Healthcare Data Engineer Needed
Job Overview
We are seeking a skilled and experienced Data Engineer to develop our cloud-based machine learning platform for medical devices.
This role requires in-depth knowledge of cloud-native data architectures, healthcare data standards, and regulatory requirements. The successful candidate will collaborate closely with data scientists, ML engineers, software developers, and other team members to design and implement data pipelines that handle multimodal healthcare data within a regulated environment.
Key Responsibilities:
* Design scalable and secure data pipelines for ingesting, transforming, and storing multimodal healthcare data including imaging (e.g., DICOM), structured EHR data, unstructured clinical notes, and outcomes.

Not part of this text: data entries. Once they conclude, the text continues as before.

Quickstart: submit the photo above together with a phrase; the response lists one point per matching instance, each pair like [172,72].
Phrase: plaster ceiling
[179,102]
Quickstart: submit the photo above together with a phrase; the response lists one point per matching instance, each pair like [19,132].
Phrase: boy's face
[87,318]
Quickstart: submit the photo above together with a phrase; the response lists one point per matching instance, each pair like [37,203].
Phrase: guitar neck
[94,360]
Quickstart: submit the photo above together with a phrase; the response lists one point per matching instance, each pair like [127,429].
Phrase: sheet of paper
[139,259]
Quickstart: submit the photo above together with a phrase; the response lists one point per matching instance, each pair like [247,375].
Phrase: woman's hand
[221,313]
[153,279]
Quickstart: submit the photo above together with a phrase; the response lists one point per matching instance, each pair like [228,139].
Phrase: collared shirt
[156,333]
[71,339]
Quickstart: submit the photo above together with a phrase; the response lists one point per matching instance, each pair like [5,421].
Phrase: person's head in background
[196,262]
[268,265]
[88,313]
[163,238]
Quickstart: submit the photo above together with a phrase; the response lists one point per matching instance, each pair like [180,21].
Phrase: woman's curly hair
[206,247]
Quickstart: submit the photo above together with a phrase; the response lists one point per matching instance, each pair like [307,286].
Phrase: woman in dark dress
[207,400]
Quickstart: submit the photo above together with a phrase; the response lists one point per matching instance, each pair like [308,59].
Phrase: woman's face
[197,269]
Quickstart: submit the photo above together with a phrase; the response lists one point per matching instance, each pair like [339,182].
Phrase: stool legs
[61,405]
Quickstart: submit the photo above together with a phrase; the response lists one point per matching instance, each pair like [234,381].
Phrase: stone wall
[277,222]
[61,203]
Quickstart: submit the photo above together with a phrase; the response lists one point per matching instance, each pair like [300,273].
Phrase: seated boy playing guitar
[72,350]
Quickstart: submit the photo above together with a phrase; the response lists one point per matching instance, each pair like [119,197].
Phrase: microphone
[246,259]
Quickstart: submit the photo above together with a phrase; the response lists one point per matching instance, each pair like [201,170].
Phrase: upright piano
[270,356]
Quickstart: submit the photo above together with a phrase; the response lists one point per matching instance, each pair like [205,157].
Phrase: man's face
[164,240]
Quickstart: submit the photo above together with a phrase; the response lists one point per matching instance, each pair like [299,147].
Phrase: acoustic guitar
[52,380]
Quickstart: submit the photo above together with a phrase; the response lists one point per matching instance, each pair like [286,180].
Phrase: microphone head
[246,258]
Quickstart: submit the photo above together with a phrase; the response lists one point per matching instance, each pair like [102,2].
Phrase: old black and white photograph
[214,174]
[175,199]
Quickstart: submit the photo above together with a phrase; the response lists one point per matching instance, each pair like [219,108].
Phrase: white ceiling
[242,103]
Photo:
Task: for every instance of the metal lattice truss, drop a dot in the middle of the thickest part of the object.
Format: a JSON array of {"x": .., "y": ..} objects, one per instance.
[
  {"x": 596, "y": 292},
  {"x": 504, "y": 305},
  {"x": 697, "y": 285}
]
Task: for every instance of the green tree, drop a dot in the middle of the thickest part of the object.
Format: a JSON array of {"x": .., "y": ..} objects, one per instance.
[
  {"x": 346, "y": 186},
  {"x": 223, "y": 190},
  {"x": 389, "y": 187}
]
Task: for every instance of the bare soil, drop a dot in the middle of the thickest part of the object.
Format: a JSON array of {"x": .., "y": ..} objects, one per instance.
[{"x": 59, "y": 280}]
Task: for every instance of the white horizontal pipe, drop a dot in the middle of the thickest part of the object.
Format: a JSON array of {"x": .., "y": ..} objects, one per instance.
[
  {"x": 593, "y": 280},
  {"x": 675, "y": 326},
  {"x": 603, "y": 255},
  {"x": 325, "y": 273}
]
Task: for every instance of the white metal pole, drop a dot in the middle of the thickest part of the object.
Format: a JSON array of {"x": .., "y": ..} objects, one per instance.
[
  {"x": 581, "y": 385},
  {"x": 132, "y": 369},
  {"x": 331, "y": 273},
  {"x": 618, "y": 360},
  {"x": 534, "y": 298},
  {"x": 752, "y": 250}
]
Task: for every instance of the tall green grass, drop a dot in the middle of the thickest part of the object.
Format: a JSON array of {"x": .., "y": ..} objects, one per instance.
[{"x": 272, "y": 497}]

* Develop and maintain data lake and warehouse architectures using modern cloud technologies.
* Ensure data privacy, integrity, and compliance with healthcare regulations such as HIPAA, GDPR, and FDA guidelines.
* Collaborate with ML and software engineering teams to enable model training, deployment, and monitoring workflows.

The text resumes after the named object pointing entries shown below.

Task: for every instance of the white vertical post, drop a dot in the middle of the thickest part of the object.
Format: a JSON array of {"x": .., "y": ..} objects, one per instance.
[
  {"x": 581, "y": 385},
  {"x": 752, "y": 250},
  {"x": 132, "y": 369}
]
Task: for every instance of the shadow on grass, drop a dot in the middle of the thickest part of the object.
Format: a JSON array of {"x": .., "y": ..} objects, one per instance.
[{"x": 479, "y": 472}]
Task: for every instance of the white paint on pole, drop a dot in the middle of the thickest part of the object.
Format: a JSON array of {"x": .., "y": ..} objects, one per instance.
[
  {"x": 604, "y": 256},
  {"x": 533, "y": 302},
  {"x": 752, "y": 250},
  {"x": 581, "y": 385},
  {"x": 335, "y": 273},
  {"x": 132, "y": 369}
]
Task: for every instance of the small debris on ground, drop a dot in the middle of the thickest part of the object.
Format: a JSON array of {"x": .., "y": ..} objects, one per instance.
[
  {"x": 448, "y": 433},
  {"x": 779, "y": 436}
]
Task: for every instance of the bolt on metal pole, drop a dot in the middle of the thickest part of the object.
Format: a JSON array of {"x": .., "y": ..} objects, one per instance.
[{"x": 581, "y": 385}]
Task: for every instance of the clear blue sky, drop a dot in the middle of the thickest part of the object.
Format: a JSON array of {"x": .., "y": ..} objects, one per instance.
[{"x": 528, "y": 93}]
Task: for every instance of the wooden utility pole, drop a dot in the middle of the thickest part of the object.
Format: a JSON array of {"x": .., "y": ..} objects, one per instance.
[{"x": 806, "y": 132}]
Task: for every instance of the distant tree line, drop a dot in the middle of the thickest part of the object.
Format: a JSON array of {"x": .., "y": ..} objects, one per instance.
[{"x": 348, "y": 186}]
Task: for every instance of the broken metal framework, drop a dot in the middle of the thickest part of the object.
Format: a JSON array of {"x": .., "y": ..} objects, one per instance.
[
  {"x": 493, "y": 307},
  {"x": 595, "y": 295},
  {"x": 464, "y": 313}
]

* Develop tools for data validation, lineage tracking, and auditability.
* Support ETL (Extract, Transform, Load) and ELT (Extract, Load, Transform) processes, metadata management, and data cataloging.
* Contribute to documentation, code reviews, and agile development practices.
Requirements:
Bachelor's or master's degree in computer science, engineering, or related field.
5+ years of experience in data engineering, preferably in healthcare or regulated industries.
Desirable Skills:
* Proficiency in Python, SQL, and data pipeline frameworks (e.g., Data Version Control, Apache Airflow).
* Experience with cloud platforms (AWS, Azure, or GCP) and cloud-native data services (Docker and Containerization).
* Strong understanding of data modeling, schema design, and data governance.
* Familiarity with ML workflows and tools (e.g., TensorFlow, PyTorch, MLflow, DVC).
* Experience handling PHI/PII and sensitive healthcare data securely and compliantly.
* Experience with medical imaging formats (e.g., DICOM) and healthcare data standards (e.g., FHIR, HL7), EHR/EMR systems.
* Knowledge of DevOps practices, CI/CD pipelines, and infrastructure-as-code (preference for Pulumi), cloud applications (preference for AWS).
* Exposure to real-time data streaming (e.g., Kafka, Kinesis).
* Understanding of security and privacy best practices in medical data handling.
* Excellent communication skills, adaptability, and ability to work across a multidisciplinary team.